RPM was introduced by Red Hat in 1995. It was originally known as Red Hat Package Manager, but now it is known as RPM Package Manager. RPM is the default package manger in Linux Standard Base (LSB). It was originally intended for the Red Hat Linux (which was discontinued in 2004), but it is been used by many other GNU/Linux distributions as well as some other operating systems (e.g. Novell NetWare and IBM AIX). RPM can query, verify, install, upgrade, remove packages and perform other miscellaneous functions. The command to invoke RPM is rpm and the extension of RPM files is also .rpm. Typically, the term RPM is used to refer to both the software and the file type. RPM contains the complied software, while another related SPRM files contain either the source or scripts of the corresponding non-compiled package. Cryptographic verification of RPM packages is allowed through GPG and MD5. Corresponding patch files (PatchRPM and DeltaRPM) can update the software installed by RPM. Furthermore, RPM evaluates dependencies at build-time automatically.
What is Yum?
Yum (Yellowdog Updater, Modified) is a package manger for RPM-compatible Linux distributions. It is actually a high-level wrapper for RPM. It is an open source package manager, which provides command-line capability. However, there are existing tools that can provide GUI functionality to YUM. It is a full rewrite of YUP (Yellowdog Updater), which was developed by Duke. YUM is now being used in Red Hat Enterprise Linux (RHEL), Fedora, CentOS and Yellow Dog Linux (replacing YUP). Automatic update of software is accommodated through yum-updateesd, yum-updatenboot, yup-cron or PackageKit packages. YUM XML repository (collections of packages) is the first of its kind for RPM-based systems.
What is the difference between Yum and RPM?
RPM is a package manager for Linux-based systems, while YUM is package manager utility for RPM-based Linux distributions.
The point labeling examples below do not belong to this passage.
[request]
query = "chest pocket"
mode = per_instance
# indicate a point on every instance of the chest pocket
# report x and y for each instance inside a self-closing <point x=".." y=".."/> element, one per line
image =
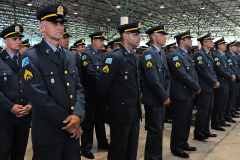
<point x="187" y="65"/>
<point x="73" y="72"/>
<point x="126" y="74"/>
<point x="5" y="78"/>
<point x="51" y="77"/>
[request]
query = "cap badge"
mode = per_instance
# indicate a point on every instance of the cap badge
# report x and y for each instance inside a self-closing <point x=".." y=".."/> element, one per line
<point x="60" y="10"/>
<point x="17" y="29"/>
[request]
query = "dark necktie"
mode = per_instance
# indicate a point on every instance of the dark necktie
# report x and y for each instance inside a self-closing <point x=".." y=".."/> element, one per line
<point x="15" y="60"/>
<point x="59" y="54"/>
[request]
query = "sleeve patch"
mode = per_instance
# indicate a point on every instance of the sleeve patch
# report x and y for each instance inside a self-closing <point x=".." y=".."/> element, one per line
<point x="84" y="57"/>
<point x="177" y="64"/>
<point x="85" y="63"/>
<point x="149" y="64"/>
<point x="199" y="58"/>
<point x="25" y="61"/>
<point x="218" y="63"/>
<point x="28" y="75"/>
<point x="105" y="69"/>
<point x="200" y="62"/>
<point x="216" y="59"/>
<point x="108" y="61"/>
<point x="175" y="58"/>
<point x="147" y="57"/>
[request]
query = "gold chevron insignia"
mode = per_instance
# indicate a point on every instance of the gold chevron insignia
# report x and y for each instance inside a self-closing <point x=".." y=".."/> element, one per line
<point x="105" y="69"/>
<point x="177" y="64"/>
<point x="149" y="64"/>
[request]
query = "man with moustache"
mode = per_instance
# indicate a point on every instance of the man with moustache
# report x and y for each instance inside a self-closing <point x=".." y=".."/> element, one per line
<point x="120" y="90"/>
<point x="207" y="79"/>
<point x="25" y="46"/>
<point x="156" y="90"/>
<point x="92" y="63"/>
<point x="54" y="90"/>
<point x="225" y="75"/>
<point x="65" y="39"/>
<point x="15" y="108"/>
<point x="183" y="87"/>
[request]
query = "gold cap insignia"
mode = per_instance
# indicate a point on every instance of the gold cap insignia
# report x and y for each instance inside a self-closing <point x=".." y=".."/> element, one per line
<point x="139" y="24"/>
<point x="17" y="29"/>
<point x="60" y="10"/>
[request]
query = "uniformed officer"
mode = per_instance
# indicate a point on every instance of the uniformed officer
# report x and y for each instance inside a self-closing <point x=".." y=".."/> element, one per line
<point x="120" y="91"/>
<point x="109" y="46"/>
<point x="156" y="91"/>
<point x="169" y="111"/>
<point x="65" y="39"/>
<point x="15" y="108"/>
<point x="115" y="43"/>
<point x="183" y="85"/>
<point x="233" y="87"/>
<point x="25" y="46"/>
<point x="80" y="46"/>
<point x="207" y="79"/>
<point x="224" y="76"/>
<point x="54" y="90"/>
<point x="1" y="50"/>
<point x="73" y="49"/>
<point x="92" y="62"/>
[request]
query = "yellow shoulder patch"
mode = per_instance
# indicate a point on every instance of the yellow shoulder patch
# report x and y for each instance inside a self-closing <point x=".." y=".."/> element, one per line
<point x="149" y="64"/>
<point x="178" y="64"/>
<point x="218" y="63"/>
<point x="28" y="75"/>
<point x="105" y="69"/>
<point x="85" y="63"/>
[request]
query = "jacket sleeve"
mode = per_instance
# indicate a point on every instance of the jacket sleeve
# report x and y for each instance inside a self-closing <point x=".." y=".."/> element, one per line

In other words, YUM is a frontend (high-level wrapper) for RPM. RPM could be identified as relatively low level, compared to YUM. YUM uses the information in the RPM databases to make it easier to manage all packages stored on the system. In addition to providing a high-level frontend to RPM, YUM adds automatic updates and dependency management. Unlike RPM, YUM offers the ability to work with repositories.